Enflasyon baskıları… ABD’de enflasyon baskıları yoğun şekilde hissedilirken, Cuma açıklanan Mayıs TÜFE verileri enflasyonun sanıldığı gibi düşüşte olmadığını, aksine zirveye doğru eğiliminin devam ettiğini gösterdi. Mayıs verilerinde TÜFE yıllık %8,6 artarken, çekirdek TÜFE yıllık %6’lık bir orana işaret etti. TÜFE belirgin bir zayıflama belirtisi göstermediği sürece Fed’in hızlı bir şekilde faiz artırma noktasında kalacağını bildiğimizden, bu gibi yüksek gerçekleşmeler şahin beklentileri körüklemekte. Enflasyonun genele yayılan ve birçok koldan etkilenen eğilimi gerekli politika aksiyonunun etkinliği konusunda zorlayıcı. Bu aşamada tedarik zinciri sorunları, hizmet enflasyonunda görülen hızlanma gibi faktörler uzun süre yüksek kalabilecek bir enflasyona işaret etmekte ve bu yönde birikimli riskleri öne çıkarmaktadır.

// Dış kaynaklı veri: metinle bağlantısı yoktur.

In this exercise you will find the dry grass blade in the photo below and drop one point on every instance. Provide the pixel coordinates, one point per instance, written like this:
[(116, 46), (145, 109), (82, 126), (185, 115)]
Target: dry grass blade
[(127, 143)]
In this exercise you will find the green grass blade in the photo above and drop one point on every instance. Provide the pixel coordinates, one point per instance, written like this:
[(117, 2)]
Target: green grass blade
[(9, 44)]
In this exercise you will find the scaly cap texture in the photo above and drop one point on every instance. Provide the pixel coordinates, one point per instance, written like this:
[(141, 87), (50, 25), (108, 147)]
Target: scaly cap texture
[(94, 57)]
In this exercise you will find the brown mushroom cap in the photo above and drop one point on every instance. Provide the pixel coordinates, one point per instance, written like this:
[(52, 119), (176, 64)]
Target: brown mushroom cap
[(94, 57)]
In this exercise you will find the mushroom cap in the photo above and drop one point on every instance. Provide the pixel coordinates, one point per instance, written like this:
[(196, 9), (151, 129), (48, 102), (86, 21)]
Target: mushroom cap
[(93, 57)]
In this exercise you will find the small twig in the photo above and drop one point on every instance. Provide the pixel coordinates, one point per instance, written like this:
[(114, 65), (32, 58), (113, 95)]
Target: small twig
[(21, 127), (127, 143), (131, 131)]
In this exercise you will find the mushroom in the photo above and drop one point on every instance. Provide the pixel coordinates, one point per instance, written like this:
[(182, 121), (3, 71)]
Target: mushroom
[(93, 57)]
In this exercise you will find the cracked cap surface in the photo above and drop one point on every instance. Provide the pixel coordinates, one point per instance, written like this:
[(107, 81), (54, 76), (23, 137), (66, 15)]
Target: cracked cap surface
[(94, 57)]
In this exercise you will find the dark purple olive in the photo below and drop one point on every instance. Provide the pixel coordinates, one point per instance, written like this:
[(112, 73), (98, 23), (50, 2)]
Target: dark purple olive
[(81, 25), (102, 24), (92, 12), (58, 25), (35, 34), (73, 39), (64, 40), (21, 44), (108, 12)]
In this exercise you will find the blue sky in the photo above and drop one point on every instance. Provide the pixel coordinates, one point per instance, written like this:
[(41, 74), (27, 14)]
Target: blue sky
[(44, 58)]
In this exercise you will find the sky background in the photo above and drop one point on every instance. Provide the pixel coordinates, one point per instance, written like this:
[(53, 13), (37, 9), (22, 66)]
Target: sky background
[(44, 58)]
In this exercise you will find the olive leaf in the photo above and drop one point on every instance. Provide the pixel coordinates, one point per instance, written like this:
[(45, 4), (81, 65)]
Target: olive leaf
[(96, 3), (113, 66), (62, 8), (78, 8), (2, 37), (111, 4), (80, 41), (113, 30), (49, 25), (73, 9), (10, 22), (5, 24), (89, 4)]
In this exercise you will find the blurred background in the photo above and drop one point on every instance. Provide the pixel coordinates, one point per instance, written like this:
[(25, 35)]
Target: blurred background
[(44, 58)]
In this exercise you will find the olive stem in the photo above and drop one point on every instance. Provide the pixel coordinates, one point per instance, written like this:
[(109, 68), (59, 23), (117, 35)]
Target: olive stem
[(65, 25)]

Şahin perspektif… Enflasyon eğiliminin halen aşağı doğru dönmediği anlaşılırken, bundan önceki süreçte de enflasyonun geçiciliğine dair saptamaların bir “yanlış okuma” olduğu ortadadır. Bu doğrultuda Fed tarafında hızlandırılmış bir sıkılaşma olmasına yönelik daha fazla beklenti ortaya çıkmaktadır. Fed’in 50 bps’lık faiz artışları serisini bu hafta başlatması kesin gözükürken, bunu iki toplantıda daha bu şekilde devam ettirmesi de neredeyse kesinleşmiştir. Powell’ın son açıklamaları Haziran ve Temmuz toplantılarında 50 bps’lik faiz artışlarının makul görüldüğünü göstermektedir. Bu konudaki rehberlik, Fed’in enflasyonda sürekli ve ikna edici şekilde bir düşüş olana kadar faizleri artırma ve hızlı şekilde nötr orana ulaşılması yönünde. FOMC tutanakları da birçok üyenin bu rotaya uygun bir bakış açısında olduğunu ortaya koydu.
Ekonomik aktivite çekinceleri… Fed’in azalan ekonomik aktivite çerçevesinde faiz artışlarından kaçınma eşiğinden ise henüz tam olarak emin olunamamakta ve faiz artışlarının resesyona yol açıp açmayacağı halen belirsiz. Son tüketici güveni verileri, enflasyonun artık harcama yapma isteğine yönelik erozyon etkisini göstermekle beraber ABD ekonomisinin fiyat artışlarından veya finansal sıkılaşmadan bir talep şoku yaşaması riski bulunmaktadır. Bu perspektif Eylül ayında duraksanabileceğine dair analizleri bir ara öne çıkarsa da, enflasyonu düşürme gerekliliği ve ağırlığı talep enflasyonuna kayan profil Fed’in acı ilacı uygulamada çekingen davranmama ihtimalini daha yüksek göstermektedir.
Avrupa Merkez Bankası gibi, jeopolitik risklerin yarattığı kriz ortamına resesyon potansiyeline anlamında daha yakın duran bir parasal otorite de sıkılaştırma rotasında ilerleme isteğini ortaya koydu. Son toplantısında şahin perspektifi ortaya çıkaran ECB, Temmuz ayında 25 bps faiz artışı sinyalini verirken Eylül toplantısında yeni bir faiz artışı ihtimalini de masaya koydu.
Sonuç? Beklentilerin üzerinde gelen enflasyon verileri ve yüksek fiyat etkilerinin çekirdek endekslerde de yansımalar göstermesi Fed’in 15 Haziran toplantısında 50 bps faiz artışı yapacağı konusunda mutabakatı oluştururken, artık trader fiyatlaması Temmuz ve Eylül toplantılarında da bu serinin devam ettirileceğini göstermektedir. ABD 2 yıllık tahvil faizleri %3,21, 10 yıllık tahvil faizleri de %3,25 ile yukarı hareketini ağırlıklandırdı ve önden yüklemeli bir sıkılaştırma efektini yansıtıyor. Bu seviyeler, 2018 yılındaki zirve piyasa faiz oranları eşiğinin geçilmesi bakımından da önemli. Fed, kredi piyasalarını ve ekonomideki talebi daha sıkı şekilde ele alan politika ayarlamalarını yapma konusunda muhtemelen daha hızlı davranacak ve gelen verilerin enflasyon çıkarımları marjinal beklentiler doğurma noktasında da etki yaratabilecek bir potansiyel oluşturabilir.